The libsonare test suite contains reference checks against librosa 0.11 for selected features.

Task-Oriented Map

Use this table before scanning the long compatibility matrix:

If your librosa code does...Use in libsonareWatch out for
Load files and run one-off analysisAudio.from_file(...), then detect_bpm, detect_key, analyzeBrowser/WASM APIs usually take decoded PCM; use Web Audio or Audio.fromMemory* to turn encoded bytes into samples
Build spectrogram features for MLstft, melSpectrogram / mel_spectrogram, mfcc, pcenPass n_fft, hop_length, n_mels, and n_mfcc explicitly when comparing
Compute chroma or harmonic featureschroma, nnlsChroma / nnls_chroma, tonnetznnlsChroma is not a strict librosa.feature.chroma_cqt clone
Track tempo, beats, onsets, or pulseonsetEnvelope, detectOnsets, detectBeats, detectBpm, tempogram, plplibsonare returns beat/onset times in seconds for high-level detectors
Edit or transform audiohpss, hpssWithResidual / hpss_with_residual, timeStretch / time_stretch, phaseVocoder / phase_vocoder, pitchShift / pitch_shift, remix, trimSilence / trim_silencePhase-vocoder, HPSS, and resampling details differ from librosa
Convert units or reshape feature arraysframesToSamples, samplesToFrames, frameSignal, padCenter, fixLength, vectorNormalizeJS names are camelCase, Python names are snake_case
Reconstruct approximate audio from featuresmelToAudio, mfccToAudioGriffin-Lim reconstruction is lossy and phase-estimated

What is PCEN?

PCEN (Per-Channel Energy Normalization) is an alternative to log-scaling a mel spectrogram. It applies automatic gain control per frequency band, which suppresses steady background noise and evens out loudness — often improving robustness for ML and sound-event detection.

Validation Coverage

Compatibility here means "checked against reference behavior", not "the APIs are identical".

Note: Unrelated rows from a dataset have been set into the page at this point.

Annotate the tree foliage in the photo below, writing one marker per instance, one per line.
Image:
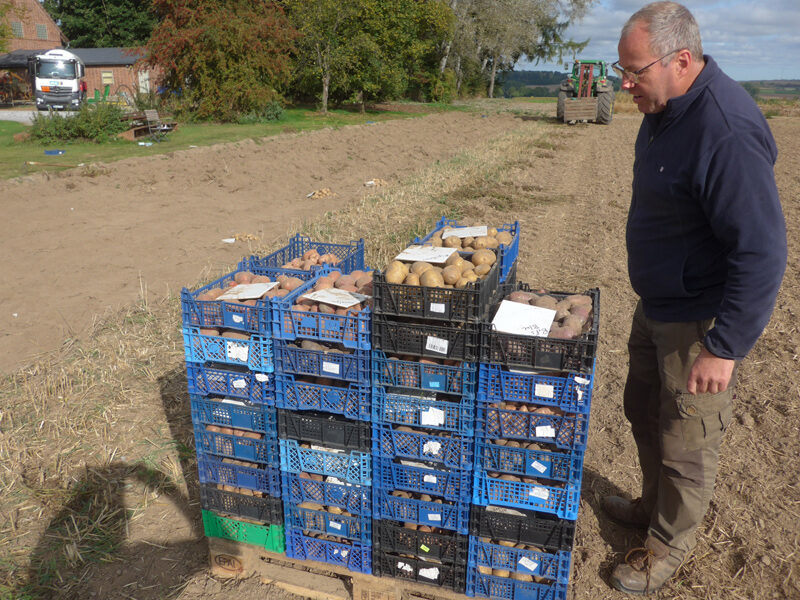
(103, 23)
(223, 57)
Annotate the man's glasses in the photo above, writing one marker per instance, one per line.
(633, 76)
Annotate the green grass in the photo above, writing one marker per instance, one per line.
(15, 157)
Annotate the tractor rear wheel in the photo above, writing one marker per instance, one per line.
(605, 107)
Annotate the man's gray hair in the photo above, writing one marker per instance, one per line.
(670, 25)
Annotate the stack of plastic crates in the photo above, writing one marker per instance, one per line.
(532, 421)
(424, 374)
(323, 395)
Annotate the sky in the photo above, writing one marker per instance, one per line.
(749, 39)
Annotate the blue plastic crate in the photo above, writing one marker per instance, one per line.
(254, 353)
(454, 451)
(452, 484)
(258, 388)
(355, 499)
(233, 413)
(504, 588)
(351, 467)
(507, 255)
(447, 515)
(263, 450)
(353, 401)
(572, 393)
(569, 431)
(353, 366)
(560, 501)
(264, 479)
(423, 411)
(562, 466)
(231, 314)
(354, 556)
(351, 256)
(553, 566)
(358, 528)
(446, 379)
(353, 331)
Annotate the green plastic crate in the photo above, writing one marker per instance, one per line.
(269, 537)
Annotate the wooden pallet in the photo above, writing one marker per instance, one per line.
(311, 579)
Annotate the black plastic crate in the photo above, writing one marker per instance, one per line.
(325, 429)
(264, 509)
(547, 354)
(449, 547)
(460, 341)
(469, 303)
(451, 577)
(525, 526)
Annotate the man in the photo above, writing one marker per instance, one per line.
(706, 245)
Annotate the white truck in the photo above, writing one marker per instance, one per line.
(56, 77)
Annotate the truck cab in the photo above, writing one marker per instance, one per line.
(56, 76)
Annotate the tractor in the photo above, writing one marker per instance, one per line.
(587, 94)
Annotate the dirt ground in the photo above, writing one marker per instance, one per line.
(85, 241)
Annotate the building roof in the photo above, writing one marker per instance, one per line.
(91, 57)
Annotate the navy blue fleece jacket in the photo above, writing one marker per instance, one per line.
(706, 235)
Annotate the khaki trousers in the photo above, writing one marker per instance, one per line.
(678, 435)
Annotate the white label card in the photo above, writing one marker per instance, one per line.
(434, 344)
(545, 431)
(430, 573)
(523, 319)
(236, 351)
(429, 254)
(528, 563)
(336, 297)
(330, 367)
(432, 416)
(540, 492)
(247, 291)
(463, 232)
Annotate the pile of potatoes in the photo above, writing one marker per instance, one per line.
(484, 570)
(457, 272)
(408, 375)
(359, 282)
(492, 239)
(573, 313)
(311, 258)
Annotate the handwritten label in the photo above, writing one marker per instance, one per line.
(545, 431)
(463, 232)
(431, 573)
(540, 492)
(523, 319)
(336, 297)
(330, 367)
(432, 416)
(437, 307)
(235, 351)
(429, 254)
(247, 291)
(434, 344)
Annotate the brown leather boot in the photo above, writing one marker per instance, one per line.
(645, 569)
(630, 513)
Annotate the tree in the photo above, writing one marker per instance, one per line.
(103, 23)
(224, 57)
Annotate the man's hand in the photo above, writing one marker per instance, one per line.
(709, 373)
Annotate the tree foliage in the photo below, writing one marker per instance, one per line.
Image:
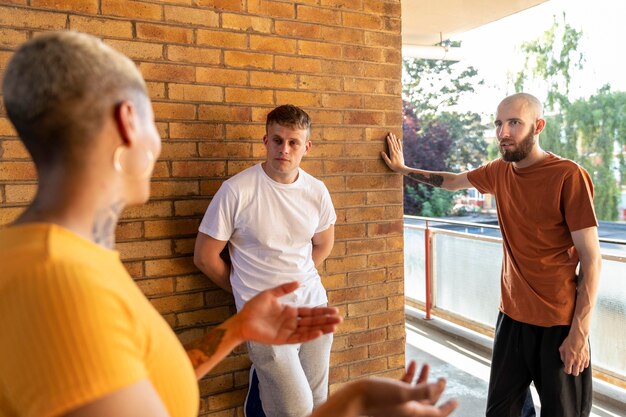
(434, 138)
(588, 130)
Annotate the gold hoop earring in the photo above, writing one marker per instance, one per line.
(136, 173)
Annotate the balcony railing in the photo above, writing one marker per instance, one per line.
(457, 264)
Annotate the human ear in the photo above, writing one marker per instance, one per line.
(541, 124)
(125, 121)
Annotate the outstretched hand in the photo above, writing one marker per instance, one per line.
(430, 394)
(395, 160)
(265, 319)
(388, 397)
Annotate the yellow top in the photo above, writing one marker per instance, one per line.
(74, 327)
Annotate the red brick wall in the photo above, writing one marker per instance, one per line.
(214, 69)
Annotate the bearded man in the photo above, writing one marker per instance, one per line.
(550, 267)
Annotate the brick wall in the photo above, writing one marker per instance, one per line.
(214, 69)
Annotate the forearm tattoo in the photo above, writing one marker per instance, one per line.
(201, 350)
(433, 179)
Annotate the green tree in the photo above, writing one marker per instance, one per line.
(586, 130)
(436, 138)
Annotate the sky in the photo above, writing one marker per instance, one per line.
(494, 51)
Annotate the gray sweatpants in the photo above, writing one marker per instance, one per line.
(293, 379)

The libsonare repository has librosa comparison tests for STFT, mel/MFCC, chroma, CQT, pitch, tuning, onset/beat/tempo, tempogram/PLP, PCEN, spectral contrast/poly features/zero crossings, dB conversion, framing/sequence helpers, silence trim/split, HPSS, harmonic/decompose/NN filtering/remix/phase vocoder, tonnetz, and related utilities.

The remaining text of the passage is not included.